A budget is a tool that helps managers in planning and control functions. Interestingly, it helps by using a control function not only looking forward but also looking backward. It, of course, deals with what manager’s for the future. However, it can also be used to evaluate what happened in the past. It is a benchmark that allows managers to compare actual performance with estimated or desired performance.

R.H Garrison states, ” A budget is a detailed plan outlining the acquisition and use of financial and other resources over some given period. It represents the plan for the future expressed in formal quantities terms. The act of preparing a budget is called budgeting. The use of budget to control a firm’s activities is known as budgetary control.”

According to the Chartered Institute of Management Accountants, London, “A financial statement or a quantitative statement prepared and approved prior to a defined period of time of the policy to be purposed during that period for the purpose of attaining a given objective.”

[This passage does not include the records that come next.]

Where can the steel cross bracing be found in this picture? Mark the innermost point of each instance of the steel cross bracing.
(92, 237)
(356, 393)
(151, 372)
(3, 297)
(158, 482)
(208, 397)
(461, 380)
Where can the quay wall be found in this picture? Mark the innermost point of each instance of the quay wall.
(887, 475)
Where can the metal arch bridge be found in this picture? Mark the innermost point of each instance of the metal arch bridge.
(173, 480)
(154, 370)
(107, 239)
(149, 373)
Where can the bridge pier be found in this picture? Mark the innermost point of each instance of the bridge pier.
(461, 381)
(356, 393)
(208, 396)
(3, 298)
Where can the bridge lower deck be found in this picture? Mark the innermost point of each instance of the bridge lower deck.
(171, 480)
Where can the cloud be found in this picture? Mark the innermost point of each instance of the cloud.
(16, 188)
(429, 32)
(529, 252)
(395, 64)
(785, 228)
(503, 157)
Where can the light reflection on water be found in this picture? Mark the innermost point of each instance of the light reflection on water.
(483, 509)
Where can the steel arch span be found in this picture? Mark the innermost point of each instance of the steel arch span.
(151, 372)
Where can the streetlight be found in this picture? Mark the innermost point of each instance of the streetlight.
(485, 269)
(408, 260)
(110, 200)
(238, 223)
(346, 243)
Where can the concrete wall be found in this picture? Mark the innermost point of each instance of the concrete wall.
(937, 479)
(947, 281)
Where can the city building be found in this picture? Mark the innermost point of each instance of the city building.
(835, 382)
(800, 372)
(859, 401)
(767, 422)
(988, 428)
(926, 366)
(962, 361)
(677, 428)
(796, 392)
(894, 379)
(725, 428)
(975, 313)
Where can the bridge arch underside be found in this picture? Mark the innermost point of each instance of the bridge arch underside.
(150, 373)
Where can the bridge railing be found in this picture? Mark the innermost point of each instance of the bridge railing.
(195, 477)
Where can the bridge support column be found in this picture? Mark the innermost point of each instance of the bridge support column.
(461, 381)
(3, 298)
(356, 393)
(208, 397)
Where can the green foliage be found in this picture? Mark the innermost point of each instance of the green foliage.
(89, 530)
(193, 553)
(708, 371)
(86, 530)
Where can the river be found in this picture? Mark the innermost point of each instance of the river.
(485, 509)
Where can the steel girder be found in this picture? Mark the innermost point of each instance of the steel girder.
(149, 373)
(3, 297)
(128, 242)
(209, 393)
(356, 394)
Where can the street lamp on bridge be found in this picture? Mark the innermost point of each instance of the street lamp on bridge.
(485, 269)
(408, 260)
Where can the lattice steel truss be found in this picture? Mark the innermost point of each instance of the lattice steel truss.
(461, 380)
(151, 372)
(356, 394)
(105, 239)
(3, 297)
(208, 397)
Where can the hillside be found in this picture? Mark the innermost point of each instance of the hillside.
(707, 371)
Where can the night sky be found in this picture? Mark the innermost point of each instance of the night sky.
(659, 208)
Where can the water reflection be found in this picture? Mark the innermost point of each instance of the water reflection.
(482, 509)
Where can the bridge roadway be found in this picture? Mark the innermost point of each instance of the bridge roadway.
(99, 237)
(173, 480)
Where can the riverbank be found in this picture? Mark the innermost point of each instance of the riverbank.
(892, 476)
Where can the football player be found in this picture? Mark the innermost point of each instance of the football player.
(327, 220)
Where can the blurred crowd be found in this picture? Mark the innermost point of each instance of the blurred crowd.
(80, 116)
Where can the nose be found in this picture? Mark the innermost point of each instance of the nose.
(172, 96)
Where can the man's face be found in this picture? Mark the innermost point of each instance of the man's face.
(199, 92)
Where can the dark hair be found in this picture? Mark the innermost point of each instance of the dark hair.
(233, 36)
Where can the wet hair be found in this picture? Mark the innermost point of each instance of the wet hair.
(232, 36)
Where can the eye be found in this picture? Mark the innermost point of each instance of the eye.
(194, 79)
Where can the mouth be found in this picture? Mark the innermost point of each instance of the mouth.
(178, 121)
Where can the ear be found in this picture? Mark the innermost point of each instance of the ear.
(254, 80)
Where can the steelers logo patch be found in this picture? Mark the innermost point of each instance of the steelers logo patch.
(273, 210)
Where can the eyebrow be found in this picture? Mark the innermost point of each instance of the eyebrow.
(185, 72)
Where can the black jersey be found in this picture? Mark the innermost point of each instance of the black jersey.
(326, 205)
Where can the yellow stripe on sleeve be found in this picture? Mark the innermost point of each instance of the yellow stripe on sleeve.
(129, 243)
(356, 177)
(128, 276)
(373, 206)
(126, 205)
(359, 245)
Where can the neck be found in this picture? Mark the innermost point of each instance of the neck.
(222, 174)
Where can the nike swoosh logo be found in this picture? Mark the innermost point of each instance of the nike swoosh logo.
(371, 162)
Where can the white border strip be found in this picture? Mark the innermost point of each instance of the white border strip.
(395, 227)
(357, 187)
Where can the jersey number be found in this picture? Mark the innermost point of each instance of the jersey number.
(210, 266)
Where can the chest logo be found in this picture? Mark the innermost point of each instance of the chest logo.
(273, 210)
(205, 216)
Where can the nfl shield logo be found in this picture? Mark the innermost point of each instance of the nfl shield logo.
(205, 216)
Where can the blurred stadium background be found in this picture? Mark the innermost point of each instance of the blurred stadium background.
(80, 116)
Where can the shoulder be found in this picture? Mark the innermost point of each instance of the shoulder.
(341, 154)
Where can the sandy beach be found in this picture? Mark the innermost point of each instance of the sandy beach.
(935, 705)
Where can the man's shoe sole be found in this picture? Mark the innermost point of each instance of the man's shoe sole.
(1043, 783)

Thus, It refers to ‘accounting for the future’. it summarizes the estimated result of future transactions for the entire company in much the same manner as the accounting process records and summarizes the result of completed transactions.

Features of Budget

Budget is a plan:

it is an expression of the plan for the operation of an enterprise. The operations of an enterprise are affected by some factors both external (such as general business conditions, government policy, and size as well as the composition of the population) and internal (such as manufacturing processors, promotional programs, etc.). It covers both external and internal factors and expresses partly, what the management expects to happen and partly what the management intends to happen.

It is comprehensive:

It is comprehensive which means that it covers the activities and operations of all the segments or decisions of an organization. It is prepared for each segment or division of an organization and all these are integrated into the master budget.

It provides a coordinated plan:

It is prepared for the variable segments or divisions of the organization after considering the conditions and problems of each segment. It helps to coordinate among the sections and departments of an organization.

It is prepared in advance:

It is prepared in advance and includes future courses of action. thus, a budget is forward-looking in in approach.

It is future-oriented:

It always relates to a specified future period. It becomes meaningless if it is not related to a time horizon. Thus, production, sales, profit, etc. are planned to be achieved in a pre-determined time.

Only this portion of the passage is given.